6. The method of any of the preceding claims, wherein the high frequency ranges from 5-25Hz.

7. The method of any of the preceding claims, wherein the high frequency ranges from l8-22Hz.

8. The method of any of the preceding claims, wherein the high frequency is about 20Hz or is 20Hz.

9. The method of any of the preceding claims, wherein the stimulating is effectuated at a stimulation intensity between 80% and 120% of the leg resting motor threshold (RMT).

10. The method of any of the preceding claims, wherein the stimulating is effectuated at a stimulation intensity of 100% of the leg resting motor threshold (RMT).

11. The method of any of the preceding claims, wherein the high frequency is 20Hz dTMS at a stimulation intensity of 100% of leg resting motor threshold (RMT) at a frequency of 2 second pulse trains and 20 second inter-train intervals for a total of 50 trains and 2000 pulses per session.

12. The method of any of the preceding claims, wherein the stimulating of brain structures in at least one of the ACC or the mPFC is sufficient to stimulate interconnecting fibers of the at least one of the ACC or the mPFC of the subject’s brain.

13. The method of any of the preceding claims, wherein the stimulating of brain structures in at least one of the ACC or the mPFC is sufficient to stimulate brain structures in the at least one of the ACC or the mPFC, without a significant increase of electrical fields induced in superficial cortical regions of the subject’s brain.

14. The method of any of the preceding claims, wherein the deep TMS is delivered to each subject’s skull position relative to a location on each subject’s skull identified as corresponding to a stimulation point that stimulates a muscle of the subject’s leg at leg resting motor threshold (RMT).

15. The method of claim 14, wherein the deep TMS is delivered to each subject’s skull 2 cm to 7 cm anterior to the stimulation point that stimulates the muscle of the subject’s leg.

16. The method of claim 14, wherein the deep TMS is delivered to each subject’s skull 4 cm anterior to the stimulation point that stimulates the muscle of the subject’s leg.

17. The method of any one of claims 14-16, wherein the muscle is the tibialis muscle.

18. The method of any of the preceding claims, wherein when the stimulation intensity is 100% of the leg resting motor threshold (RMT) the deep TMS stimulates approximately 70 cm³ of target neuronal volume above neuronal activation threshold.

19. The method of any of the preceding claims, wherein the subject afflicted with obsessive compulsive disorder is selected based on the subject’s baseline amplitude of theta frequency band during and/or following a Stroop task.

20. The method of claim 19, wherein the baseline amplitude of the theta frequency band ranges from 4-8 Hz.

21. The method of any of the preceding claims, wherein the subject afflicted with obsessive compulsive disorder is selected based on the subject’s lack of responsiveness to at least one of serotonin reuptake inhibitors or cognitive behavioral therapy.

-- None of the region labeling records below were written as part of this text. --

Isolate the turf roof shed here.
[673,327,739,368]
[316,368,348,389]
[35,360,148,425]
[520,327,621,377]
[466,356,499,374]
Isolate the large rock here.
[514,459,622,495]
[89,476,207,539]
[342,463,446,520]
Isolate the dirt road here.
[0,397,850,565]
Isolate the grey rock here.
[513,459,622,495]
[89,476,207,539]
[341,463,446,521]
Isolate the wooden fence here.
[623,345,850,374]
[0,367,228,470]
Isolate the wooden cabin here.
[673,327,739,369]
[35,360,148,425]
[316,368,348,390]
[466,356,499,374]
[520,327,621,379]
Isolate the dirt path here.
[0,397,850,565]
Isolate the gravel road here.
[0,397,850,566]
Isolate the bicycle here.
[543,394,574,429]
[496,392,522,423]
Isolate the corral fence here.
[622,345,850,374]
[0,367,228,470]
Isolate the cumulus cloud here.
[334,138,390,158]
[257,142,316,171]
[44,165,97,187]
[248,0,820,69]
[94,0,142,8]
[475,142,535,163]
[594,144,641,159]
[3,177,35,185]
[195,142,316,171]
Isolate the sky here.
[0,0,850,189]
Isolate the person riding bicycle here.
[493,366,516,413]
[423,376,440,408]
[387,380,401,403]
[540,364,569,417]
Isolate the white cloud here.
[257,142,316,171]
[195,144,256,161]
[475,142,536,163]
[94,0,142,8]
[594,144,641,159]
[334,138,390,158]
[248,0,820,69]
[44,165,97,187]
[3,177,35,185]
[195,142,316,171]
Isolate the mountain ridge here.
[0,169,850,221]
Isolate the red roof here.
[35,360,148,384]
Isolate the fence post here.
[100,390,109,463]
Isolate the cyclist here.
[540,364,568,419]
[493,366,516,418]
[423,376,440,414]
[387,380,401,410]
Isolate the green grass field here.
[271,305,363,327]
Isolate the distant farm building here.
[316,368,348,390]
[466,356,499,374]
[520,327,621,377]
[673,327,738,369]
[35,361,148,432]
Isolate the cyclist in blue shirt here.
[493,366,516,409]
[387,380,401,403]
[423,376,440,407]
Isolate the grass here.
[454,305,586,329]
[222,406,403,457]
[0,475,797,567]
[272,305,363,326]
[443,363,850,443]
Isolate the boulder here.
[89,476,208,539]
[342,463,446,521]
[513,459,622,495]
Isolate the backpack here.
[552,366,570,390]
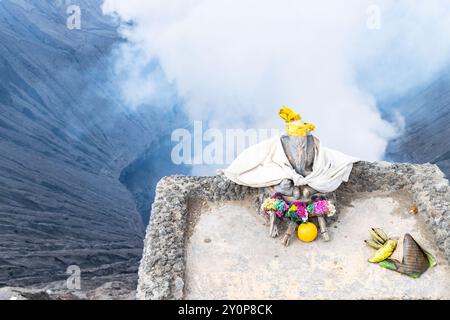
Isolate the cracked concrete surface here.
[185,191,450,299]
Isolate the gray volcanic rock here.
[386,68,450,177]
[0,0,165,287]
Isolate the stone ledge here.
[137,162,450,299]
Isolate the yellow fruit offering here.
[298,222,318,242]
[369,239,397,263]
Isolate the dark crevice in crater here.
[119,135,191,225]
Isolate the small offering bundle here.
[261,193,289,238]
[261,193,336,245]
[262,193,289,219]
[306,196,336,217]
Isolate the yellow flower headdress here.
[278,107,316,137]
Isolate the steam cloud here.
[103,0,450,160]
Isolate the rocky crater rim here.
[137,161,450,299]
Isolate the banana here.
[373,228,389,242]
[369,240,397,263]
[364,240,383,249]
[369,228,386,244]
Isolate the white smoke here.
[104,0,450,160]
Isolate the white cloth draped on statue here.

22. The method of any of the preceding claims, wherein the stimulation is given in 29 sessions during six weeks.

23. The method of any of the preceding claims, wherein the stimulation is given in between 20 and 30 sessions during between four to six weeks.

24. A device for treating a subject afflicted with obsessive compulsive disorder, wherein the device is as set forth in Figure 33 and wherein the device is configured to deliver deep transcranial magnetic stimulation (dTMS) to the subject’s skull such that brain structures in at least one of the ACC or the mPFC of the subject’s brain is stimulated and wherein the dTMS is delivered repetitively and at a high frequency comprising at least 5Hz.

25. The device of claim 24, wherein the subject has undergone induction of a personalized provocation related to at least one of obsessions or compulsions of the subject.